Pelagia was a harlot who went by the stage name of Margaret (or “pearl”, because of the jewels she always wore. She paraded through the streets and was seen by Bishop Nonnus, who told his fellow bishops:
What do you think, beloved brothers, how many hours does this woman spend in her chamber giving all her mind and attention to adorning herself for the play, in order to lack nothing in beauty and adornment of the body; she wants to please all those who see her, lest those who are her lovers today find her ugly and do not come back tomorrow.
Here are we, who have an almighty Father in heaven offering us heavenly gifts and rewards, our immortal Bridegroom, who promises good things to his watchmen, things that cannot be valued, ‘which eye has not seen, nor ear heard, nor has it entered into the heart of man to know what things God has prepared for those who love him’ (1 Cor.2.9). What else can I say? When we have such promises, when we are going to see the great and glorious face of our Bridegroom which has a beauty beyond compare, ‘upon which the cherubim do not dare to gaze’ (1 Pet.1.12), why do we not adorn ourselves and wash the dirt from our unhappy souls, why do we let ourselves lie so neglected?
By a miracle, Pelagia came to the church where Nonnus was preaching that Sunday.

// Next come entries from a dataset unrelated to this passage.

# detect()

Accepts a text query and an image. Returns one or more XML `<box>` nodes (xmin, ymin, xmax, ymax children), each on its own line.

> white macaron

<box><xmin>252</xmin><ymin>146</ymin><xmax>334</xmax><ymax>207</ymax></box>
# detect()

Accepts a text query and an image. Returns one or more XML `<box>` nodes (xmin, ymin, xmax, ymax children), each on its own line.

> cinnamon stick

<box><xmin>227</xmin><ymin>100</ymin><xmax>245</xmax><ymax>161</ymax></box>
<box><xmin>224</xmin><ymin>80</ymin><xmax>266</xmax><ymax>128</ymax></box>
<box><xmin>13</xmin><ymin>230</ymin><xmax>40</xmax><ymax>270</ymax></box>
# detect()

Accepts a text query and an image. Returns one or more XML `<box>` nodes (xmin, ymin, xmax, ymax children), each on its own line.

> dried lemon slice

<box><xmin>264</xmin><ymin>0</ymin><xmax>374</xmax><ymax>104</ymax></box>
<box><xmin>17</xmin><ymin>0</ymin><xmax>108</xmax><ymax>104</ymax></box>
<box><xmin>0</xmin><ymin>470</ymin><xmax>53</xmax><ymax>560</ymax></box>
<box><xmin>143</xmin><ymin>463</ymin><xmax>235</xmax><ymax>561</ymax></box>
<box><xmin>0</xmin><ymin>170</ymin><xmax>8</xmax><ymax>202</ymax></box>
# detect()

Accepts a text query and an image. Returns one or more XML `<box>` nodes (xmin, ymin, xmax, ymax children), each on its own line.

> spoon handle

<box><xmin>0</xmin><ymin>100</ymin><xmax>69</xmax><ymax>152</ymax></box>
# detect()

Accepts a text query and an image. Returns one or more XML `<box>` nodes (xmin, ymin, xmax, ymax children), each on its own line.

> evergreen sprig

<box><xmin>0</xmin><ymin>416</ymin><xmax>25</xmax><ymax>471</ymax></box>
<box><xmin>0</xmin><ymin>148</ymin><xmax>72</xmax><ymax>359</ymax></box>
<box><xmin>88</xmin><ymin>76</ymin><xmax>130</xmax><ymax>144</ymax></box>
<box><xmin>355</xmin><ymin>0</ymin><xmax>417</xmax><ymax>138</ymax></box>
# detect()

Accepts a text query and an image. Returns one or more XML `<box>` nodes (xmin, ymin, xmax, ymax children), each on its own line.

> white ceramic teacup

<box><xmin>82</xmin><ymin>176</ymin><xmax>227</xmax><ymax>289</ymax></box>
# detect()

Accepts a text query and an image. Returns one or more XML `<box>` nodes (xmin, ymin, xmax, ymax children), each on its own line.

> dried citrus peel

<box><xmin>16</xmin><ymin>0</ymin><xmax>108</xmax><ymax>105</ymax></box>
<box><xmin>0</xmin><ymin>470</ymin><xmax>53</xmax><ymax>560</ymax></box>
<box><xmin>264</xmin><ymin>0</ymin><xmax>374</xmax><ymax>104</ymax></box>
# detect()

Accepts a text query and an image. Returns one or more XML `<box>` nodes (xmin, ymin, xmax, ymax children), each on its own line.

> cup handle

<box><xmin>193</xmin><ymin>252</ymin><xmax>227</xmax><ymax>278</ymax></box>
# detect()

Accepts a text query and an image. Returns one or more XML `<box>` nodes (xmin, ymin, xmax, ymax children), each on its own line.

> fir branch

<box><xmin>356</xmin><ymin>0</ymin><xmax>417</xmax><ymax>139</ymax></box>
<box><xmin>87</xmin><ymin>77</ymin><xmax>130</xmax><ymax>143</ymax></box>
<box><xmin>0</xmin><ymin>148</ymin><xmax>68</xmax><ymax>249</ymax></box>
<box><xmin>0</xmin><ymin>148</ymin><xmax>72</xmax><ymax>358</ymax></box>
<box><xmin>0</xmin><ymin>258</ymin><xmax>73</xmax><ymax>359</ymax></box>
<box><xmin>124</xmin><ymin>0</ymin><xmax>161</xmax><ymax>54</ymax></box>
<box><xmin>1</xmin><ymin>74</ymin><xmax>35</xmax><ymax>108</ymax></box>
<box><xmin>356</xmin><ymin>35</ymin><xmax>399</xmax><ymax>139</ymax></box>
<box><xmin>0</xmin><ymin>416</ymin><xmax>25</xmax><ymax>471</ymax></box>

Filled with the Holy Spirit, he exhorted and urged the people, speaking very earnestly about the future judgment and the good gifts in store in eternity. All the people were moved with compunction by his words, and the floor of the church was awash with the tears of the hearers.
Pelagia was overcome with remorse for her sins, and arranged a meeting with Nonnus where she entreated him:
I beg you, my lord, imitate your master the Lord Jesus Christ and pour out on me your goodness and make me a Christian. My lord, I am an ocean of sin, a deep pit of iniquity and I ask to be baptised.
He wanted to delay the baptism to allow time for greater conversion and to find a suitable sponsor for her, but she demanded to be baptized immediately. All of the bishops were amazed at her persistence and desire, and her request was granted. The story tells us
Then [Nonnus] said to her, ‘Do you confess all your sins?’ To which she replied, ‘I have looked so closely into my heart that I cannot find there any single good action. I know my sins and they are more than the sand upon the seashore: water like the sea is little compared to the extent of my sins. But I trust in your God that he will forgive me the whole extent of my sinfulness and look upon me again.’
And there is another reason I love Pelagia and see her as a model for own spiritual development: she confessed her sins sincerely, and though those sins were great, she trusted God that he would forgive “the whole extent” of her sinfulness.
That seems to be something difficult for me to grasp.
Pelagia is another of those women who dressed as a man and went off to a monastery. (How do they do that?!) She lived as Monk Pelagius, shut up in a cell all alone, but apparently a lot of people knew of this monk. That Monk Pelagius was in fact a woman named Pelagia was discovered when she died.
Lord Jesus Christ, have mercy on me.